This set of scripts crawls STEAM website to download game reviews.
These scripts are aimed at students that want to experiment with text mining on review data.
The script have an order of execution.
-
steam-game-crawler.py download pages that lists games into ./data/games/
-
steam-game-extractor.py extracts games ids from the downloaded pages, saving them into ./data/games.csv
-
steam-review-crawler.py uses the above list to download game reviews pages into ./data/reviews This process can take a long time (it's a lot of data and the script sleeps between requests to be fair with the server).

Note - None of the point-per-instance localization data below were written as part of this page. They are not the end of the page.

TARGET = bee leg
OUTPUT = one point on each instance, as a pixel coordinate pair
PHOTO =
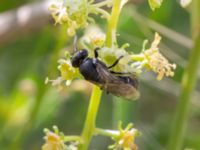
(96, 52)
(116, 62)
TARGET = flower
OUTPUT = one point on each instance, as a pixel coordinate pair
(73, 13)
(155, 4)
(94, 36)
(126, 138)
(156, 61)
(153, 60)
(67, 73)
(53, 140)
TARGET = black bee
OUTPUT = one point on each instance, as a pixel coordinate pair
(98, 73)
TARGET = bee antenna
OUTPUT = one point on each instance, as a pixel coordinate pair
(75, 43)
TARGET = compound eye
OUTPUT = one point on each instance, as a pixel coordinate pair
(79, 57)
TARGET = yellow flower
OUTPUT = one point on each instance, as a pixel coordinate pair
(94, 36)
(59, 12)
(53, 142)
(67, 71)
(72, 13)
(156, 61)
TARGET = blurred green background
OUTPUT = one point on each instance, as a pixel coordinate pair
(30, 46)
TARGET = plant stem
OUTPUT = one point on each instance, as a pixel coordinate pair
(188, 83)
(91, 118)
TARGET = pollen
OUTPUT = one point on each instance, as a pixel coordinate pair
(53, 142)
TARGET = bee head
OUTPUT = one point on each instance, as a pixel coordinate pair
(78, 57)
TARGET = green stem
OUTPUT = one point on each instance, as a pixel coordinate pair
(91, 118)
(188, 83)
(112, 24)
(89, 125)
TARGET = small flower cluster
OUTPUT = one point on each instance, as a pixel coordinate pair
(54, 140)
(75, 13)
(126, 138)
(67, 73)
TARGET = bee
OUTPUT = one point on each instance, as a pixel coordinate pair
(96, 72)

When the script is stopped and restarted it will skip games for which all reviews have been downloaded on the previous run (it does not downloads new reviews for such games).
-
steam-review-extractor.py extracts reviews and other info from the downloaded pages, saving them into ./data/reviews.csv
Column in the reviews.csv file:
- game id
- number of people that found the review to be useful
- number of people that found the review to be funny
- username of the reviewer
- number of games owned by the reviewer
- number of reviews written by the reviewer
- 1=recommended, -1=not recommended
- hours played by the reviewer on the game
- date of creation of the review
- text of the review
The last script steam-reviews-stats.py is a sample script that processes the review.csv file and outputs some basic info and stats in json files:
-
./data/games.json number of reviews and played hours for every game.
-
./data/users.json number of game owned (as reported by user's badge on STEAM) and number of played hours.
-
./data/summary.json number of reviews, number of played hours, number of users, number of games.
On March 15, 2018 those last statistics are:
reviews 6614765
played hours 554702535
users 2720777
games 26677